The theories regarding autism have been based on observation
of our odd behaviors. Lists of these behaviors make a diagnosis. I have limited
independence in selfcare. I have limited eye contact. I have flat affect often.
I can’t express my ideas verbally. I have poor fine motor control. I have
impaired initiation. I have impaired gross motor control. I have difficulty
controlling intense emotions. I have impulse control challenges and self stimulatory behavior.
Whew. When I write that it sounds pretty bad, but I function
adequately in this world. I am now 17 and I am a fulltime high school student
in a general education program. I am in Honors Chemistry, Honors US History and
Honors English. I am in Algebra 2, Spanish and Animal Sciences. I get straight
As. I work out with a trainer 2 or 3 times a week to get fit. I study piano. I
hike, cook, and help take care of a horse. I am invited to speak at universities and
autism agencies. I am the author of Ido in Autismland, and a blogger as well. I have friends.
I say this, not to brag, but to let you know that people
like me, with severe autism, who act weirdly and who can’t speak, are not less
human, as Dr. Lovaas suggested, and are not doomed to live lives of rudimentary
information and bored isolation.( “You have a person in a physical sense — they have hair, a nose and a mouth — but they are not people in the psychological sense,” the late Ivar Lovaas, a UCLA researcher, said in a 1974 interview with Psychology Today).
I communicate by typing on an iPad with an app that has both
word prediction and voice output. I also
communicate by using good, old-fashioned letterboard pointing. If I had
not been taught to point to letters or to type without tactile support, many
people would never have realized that my mind was intact.
My childhood was not easy because I had no means to
communicate at all, despite my 40 hours a week of intensive ABA therapy. I
pointed to flashcards and I touched my nose, but I had no means to convey that
I thought deeply, understood everything, but was locked internally.

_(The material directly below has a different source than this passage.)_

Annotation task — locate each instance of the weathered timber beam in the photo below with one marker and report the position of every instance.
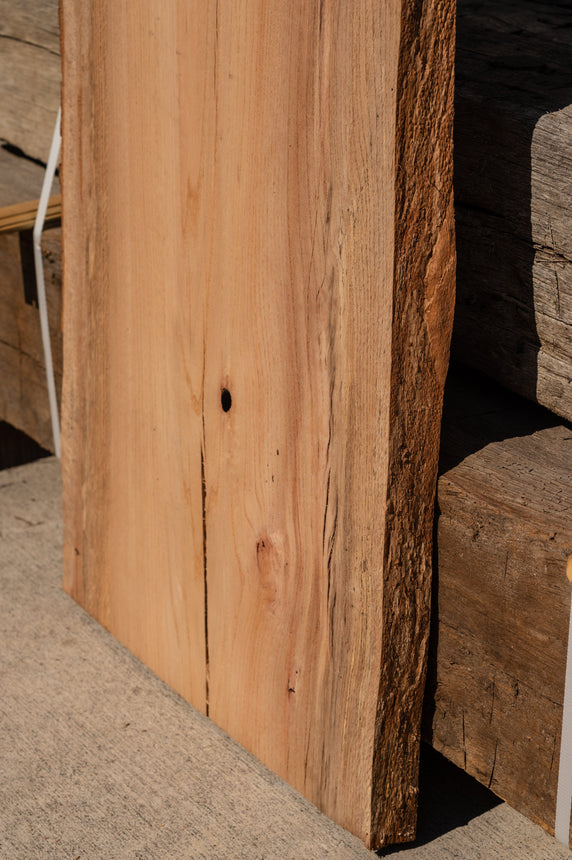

Meticulously collected data showed my incorrect answers to flashcard drills,
but the limitations of theory are in the interpretations.
My mistakes were proof to my instructors of my lack of
comprehension or intelligence, so we did the same boring, baby lessons year
after boring year. How I dreamed of being able to communicate the truth then to
my instructors and my family too, but I had no way to express my ideas. All
they gave me was the ability to request foods and basic needs.
Here is what I would have told them if I could have when I
was small. My body isn’t under my mind’s complete control. I know the right
answer to these thrilling flashcards, unfortunately my hand isn’t fully under
my control either. My body is often ignoring my thoughts. I look at my
flashcards. You ask me to touch ‘tree,’ for example, and though I can clearly
differentiate between tree, house, boy and whatever cards you have arrayed, my
hand doesn’t consistently obey me. My mind is screaming, “Don’t touch house!”
It goes to house. Your notes say, “Ido is frustrated in session today.” Yes,
frustration often occurs when you can’t show your intelligence and neurological
forces impede communication between mind and body and experts then conclude that
you are not cognitively processing human speech.
In my childhood I feared I would remain stuck forever in
this horrible trap, but I was truly fortunate to be freed when I was 7 when my
mother realized my mind was intact, and both my parents searched to find a way
to help me communicate without tactile support.
Thousands of autistic people like me live life in isolation
and loneliness, denied education, condemned to baby talk and high fives, and
never able to express a thought. The price of assuming that nonverbal people
with autism have impaired thinking is a high one to families and to people who
live in solitary confinement within their own bodies. It is high time
professionals rethought their theories.